What It Really Took to Build QENDOCare

Not a soft launch. Not a lucky break. Just grit, grief, and getting it done.

When people hear “world-first multidisciplinary telehealth clinic,” they assume a team of suits in a boardroom. What they don’t see is me: in a hoodie, on my couch, juggling school drop-off, funding contracts, and endo flare pain — building something that was never supposed to exist. QENDOCare didn’t start with a policy brief. It started with a gap. A gap so wide that hundreds of thousands of Australians were falling through it every year.

This is the story of what it really took to build it.

No Roadmap, Just Rage and Vision

For years, I sat in rooms where people nodded about “consumer-led care” and then went on to do exactly what they were already doing. I watched people be harmed by systems that were designed to help them — or worse, be told the harm was all in their head.

So, we did what we always do: we built what didn’t exist.

QENDOCare is now the world’s first free, consumer co-designed, biopsychosocial telehealth clinic for people with endometriosis and pelvic pain. It sounds neat. Professional. Strategic. But what it really was — was messy, raw, relentless. It was me and a handful of people working ridiculous hours, fielding community calls, mapping intake flows in Canva, and getting knocked back from funding applications while reapplying the next day.

It was grief-fuelled and purpose-led.

We Started With Stories, Not Systems

This wasn’t built in a hospital boardroom. It was built in Facebook groups. In Zoom rooms. In hundreds of 1:1 calls with people crying because they didn’t know what else to do. We started with listening. And then we asked:

  • What would a clinic actually look like if it was designed around the lived experience?

  • What if referrals didn’t require someone to “prove” their pain?

  • What if the first appointment didn’t retraumatise them?

  • What if we didn’t just treat symptoms, but supported the whole person?

That’s where QENDOCare was born — not from a service design framework, but from asking better questions.

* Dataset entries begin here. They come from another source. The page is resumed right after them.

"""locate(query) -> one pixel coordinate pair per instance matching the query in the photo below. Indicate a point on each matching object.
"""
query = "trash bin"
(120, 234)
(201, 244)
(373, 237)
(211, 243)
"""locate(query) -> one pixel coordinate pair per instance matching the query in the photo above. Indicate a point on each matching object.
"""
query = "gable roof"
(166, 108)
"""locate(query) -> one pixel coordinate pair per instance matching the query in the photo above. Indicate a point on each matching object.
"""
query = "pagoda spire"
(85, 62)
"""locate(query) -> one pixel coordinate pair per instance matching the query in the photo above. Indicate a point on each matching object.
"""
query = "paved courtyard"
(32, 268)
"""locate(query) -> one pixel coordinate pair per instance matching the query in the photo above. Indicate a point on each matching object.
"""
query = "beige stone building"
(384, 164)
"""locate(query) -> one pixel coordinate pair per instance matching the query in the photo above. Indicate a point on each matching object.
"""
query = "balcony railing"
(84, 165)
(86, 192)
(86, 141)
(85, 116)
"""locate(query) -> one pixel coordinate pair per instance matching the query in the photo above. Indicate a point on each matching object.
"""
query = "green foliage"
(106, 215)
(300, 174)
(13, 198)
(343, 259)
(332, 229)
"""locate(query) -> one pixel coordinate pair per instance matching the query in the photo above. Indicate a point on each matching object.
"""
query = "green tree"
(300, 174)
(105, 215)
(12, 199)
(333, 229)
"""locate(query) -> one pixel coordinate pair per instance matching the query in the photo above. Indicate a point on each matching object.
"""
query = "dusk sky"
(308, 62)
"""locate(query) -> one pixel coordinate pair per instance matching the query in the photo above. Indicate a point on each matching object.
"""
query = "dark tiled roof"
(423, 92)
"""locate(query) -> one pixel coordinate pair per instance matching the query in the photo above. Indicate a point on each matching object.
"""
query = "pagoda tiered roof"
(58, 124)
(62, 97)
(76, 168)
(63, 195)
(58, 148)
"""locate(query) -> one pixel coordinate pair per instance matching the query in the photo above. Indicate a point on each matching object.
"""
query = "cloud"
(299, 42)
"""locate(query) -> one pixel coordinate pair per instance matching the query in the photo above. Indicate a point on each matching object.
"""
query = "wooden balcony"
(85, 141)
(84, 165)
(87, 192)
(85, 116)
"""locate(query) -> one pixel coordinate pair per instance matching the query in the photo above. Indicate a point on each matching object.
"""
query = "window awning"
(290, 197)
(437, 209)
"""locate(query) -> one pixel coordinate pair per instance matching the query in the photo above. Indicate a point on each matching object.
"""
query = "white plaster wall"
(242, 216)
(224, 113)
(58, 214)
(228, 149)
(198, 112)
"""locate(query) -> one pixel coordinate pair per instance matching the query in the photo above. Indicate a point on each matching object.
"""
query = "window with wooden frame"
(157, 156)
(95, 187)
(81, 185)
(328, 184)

We Had to Fight for Every Inch

Let’s be clear: women’s health is still drastically underfunded. Endometriosis research and care has been historically dismissed, trivialised, or “pink-washed” without real infrastructure investment. So when we said we were building a telehealth clinic to provide multidisciplinary care for free — eyebrows went up. Gatekeepers got uncomfortable.

We weren’t backed by a hospital. We had no existing model to clone. We were launching something unproven, unfunded, and (for some) inconvenient.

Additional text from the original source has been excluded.